The actual corner house that Vincent rented
from Widow Venissac in 1888 was hit
by an Allied bomb, blown into history.

But who can say what’s real? The same
Provençal sun warms this house as the one
where he wanted to fill his guest room
with paintings of sunflowers. “I want
to make it into a true artist’s house,” he wrote.
“Everything—from the chairs to the pictures—
should have character.” And if this character
is captured by designers who copied his room
here on a street where he must have walked,
perhaps this is now a true artist’s house too,
where one could go mad dreaming of sunflowers.

— Lucille Lang Day


From Dreaming of Sunflowers: Museum Poems,
first published in U.S. 1 Worksheets

Becoming an Ancestor

According to the dictionary, I’m not
an ancestor yet, only a grandparent
of a blond boy who clomps in his new sandals,
then throws me a ball strewn with black
stars and moons on a white background,
and a bow-legged baby girl with blue eyes,
all smiles today in her hooded carrier—
a child born the day my own grandfather
would have turned 130. He never knew
he had grandchildren, let alone great greats.

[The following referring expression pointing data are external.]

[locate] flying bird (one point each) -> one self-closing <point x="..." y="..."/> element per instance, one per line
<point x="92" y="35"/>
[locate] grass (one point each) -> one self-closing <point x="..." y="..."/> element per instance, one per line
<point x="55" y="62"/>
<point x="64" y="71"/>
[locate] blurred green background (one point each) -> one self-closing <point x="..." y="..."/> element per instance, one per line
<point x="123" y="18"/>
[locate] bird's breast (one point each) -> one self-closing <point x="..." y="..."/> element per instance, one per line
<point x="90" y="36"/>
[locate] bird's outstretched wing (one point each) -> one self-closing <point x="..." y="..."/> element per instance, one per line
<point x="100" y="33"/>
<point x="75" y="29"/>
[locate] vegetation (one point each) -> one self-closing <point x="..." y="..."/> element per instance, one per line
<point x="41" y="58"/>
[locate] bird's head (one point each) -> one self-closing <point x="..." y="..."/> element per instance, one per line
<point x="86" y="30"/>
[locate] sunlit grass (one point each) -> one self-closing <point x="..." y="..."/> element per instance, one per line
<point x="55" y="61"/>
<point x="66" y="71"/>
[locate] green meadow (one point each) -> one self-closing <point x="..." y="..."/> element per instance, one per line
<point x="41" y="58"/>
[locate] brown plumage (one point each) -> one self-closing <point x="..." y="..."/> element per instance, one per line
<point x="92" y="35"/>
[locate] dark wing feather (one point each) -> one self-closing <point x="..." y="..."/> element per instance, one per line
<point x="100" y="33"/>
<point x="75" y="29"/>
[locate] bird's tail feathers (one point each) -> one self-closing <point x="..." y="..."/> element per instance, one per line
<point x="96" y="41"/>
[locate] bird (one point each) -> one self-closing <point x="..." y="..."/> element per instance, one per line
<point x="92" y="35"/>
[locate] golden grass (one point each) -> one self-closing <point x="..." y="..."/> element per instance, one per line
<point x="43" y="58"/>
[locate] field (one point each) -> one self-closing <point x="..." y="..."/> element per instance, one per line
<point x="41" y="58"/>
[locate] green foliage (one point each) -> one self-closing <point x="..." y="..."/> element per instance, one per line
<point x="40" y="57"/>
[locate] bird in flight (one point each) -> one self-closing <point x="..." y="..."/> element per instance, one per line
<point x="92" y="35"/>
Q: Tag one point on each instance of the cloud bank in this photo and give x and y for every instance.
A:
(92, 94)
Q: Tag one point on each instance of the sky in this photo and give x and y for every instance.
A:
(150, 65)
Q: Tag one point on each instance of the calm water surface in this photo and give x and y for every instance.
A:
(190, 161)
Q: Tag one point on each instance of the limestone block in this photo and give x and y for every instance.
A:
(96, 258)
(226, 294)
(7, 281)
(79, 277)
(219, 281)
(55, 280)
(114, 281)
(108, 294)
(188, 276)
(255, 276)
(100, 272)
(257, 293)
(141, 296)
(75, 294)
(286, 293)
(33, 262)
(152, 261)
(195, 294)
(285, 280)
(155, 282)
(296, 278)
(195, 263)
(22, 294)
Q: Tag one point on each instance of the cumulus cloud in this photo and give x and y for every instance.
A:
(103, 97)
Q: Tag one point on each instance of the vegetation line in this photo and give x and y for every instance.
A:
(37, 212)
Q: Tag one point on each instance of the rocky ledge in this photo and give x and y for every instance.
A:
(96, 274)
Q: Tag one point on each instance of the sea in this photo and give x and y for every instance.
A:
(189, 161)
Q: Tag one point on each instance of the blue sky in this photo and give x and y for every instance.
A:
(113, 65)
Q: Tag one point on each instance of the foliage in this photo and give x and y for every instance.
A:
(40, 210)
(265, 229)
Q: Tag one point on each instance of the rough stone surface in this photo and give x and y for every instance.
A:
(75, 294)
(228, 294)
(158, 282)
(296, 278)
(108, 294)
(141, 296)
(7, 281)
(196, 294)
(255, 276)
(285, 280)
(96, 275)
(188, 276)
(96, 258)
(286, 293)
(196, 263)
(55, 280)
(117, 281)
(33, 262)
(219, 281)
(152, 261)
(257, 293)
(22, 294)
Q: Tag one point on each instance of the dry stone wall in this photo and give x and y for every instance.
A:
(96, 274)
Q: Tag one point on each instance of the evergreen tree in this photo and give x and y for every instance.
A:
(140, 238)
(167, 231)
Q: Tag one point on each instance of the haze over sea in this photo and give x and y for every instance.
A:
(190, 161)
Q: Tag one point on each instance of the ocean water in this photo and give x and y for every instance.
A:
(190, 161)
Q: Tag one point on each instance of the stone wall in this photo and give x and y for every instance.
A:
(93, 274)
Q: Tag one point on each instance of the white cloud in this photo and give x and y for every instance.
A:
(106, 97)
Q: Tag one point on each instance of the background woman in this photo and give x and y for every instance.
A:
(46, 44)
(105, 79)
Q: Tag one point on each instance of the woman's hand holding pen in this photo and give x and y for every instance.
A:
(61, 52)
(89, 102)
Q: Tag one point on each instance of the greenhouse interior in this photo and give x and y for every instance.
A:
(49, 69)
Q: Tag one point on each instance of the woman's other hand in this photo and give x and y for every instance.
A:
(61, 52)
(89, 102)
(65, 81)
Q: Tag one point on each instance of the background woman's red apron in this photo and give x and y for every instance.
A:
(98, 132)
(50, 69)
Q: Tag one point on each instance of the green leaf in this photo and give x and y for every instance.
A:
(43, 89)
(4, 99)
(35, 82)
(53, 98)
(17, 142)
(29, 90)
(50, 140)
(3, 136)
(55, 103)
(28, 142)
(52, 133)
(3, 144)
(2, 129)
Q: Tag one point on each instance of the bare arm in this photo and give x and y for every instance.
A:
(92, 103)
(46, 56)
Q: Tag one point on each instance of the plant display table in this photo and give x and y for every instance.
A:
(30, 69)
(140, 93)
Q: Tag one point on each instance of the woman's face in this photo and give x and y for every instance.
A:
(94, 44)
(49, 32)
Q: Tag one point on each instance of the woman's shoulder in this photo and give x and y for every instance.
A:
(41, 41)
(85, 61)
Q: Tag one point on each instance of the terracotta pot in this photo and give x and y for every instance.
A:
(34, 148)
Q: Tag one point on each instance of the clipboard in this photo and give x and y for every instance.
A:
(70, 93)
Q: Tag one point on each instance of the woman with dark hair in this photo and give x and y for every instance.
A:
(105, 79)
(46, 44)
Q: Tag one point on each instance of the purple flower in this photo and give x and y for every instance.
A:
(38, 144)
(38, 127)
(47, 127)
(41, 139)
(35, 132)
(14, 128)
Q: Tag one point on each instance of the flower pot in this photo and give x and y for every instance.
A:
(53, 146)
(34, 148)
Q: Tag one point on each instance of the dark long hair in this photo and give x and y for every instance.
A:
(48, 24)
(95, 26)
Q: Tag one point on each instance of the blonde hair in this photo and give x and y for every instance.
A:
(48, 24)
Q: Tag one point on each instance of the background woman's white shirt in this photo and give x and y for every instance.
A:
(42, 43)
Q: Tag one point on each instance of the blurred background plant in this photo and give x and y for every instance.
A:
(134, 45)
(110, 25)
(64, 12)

My own toddler days of warm cookies,
crayons and Betsy Wetsy dolls don’t seem
far away, but I am en route to becoming
an ancestor. Lucy and Ricky are dead.
Barbie is past fifty. Even the hippies
are history. When my grandchildren show
their grandchildren my photo in an old
album, I wonder what they’ll say.
That I swore like a trucker when I was hurt?
Blew like Vesuvius when I was mad?

They might recall I was always late, never
learned to knit or crochet, had brown hair,
couldn’t cook worth a damn but could carry
a tune, took poetry books everywhere,
liked to know birds and insects by name,
overreacted in both bad and good ways,
was unreasonably vain for someone my age,
had legs like a crane and liked to dance.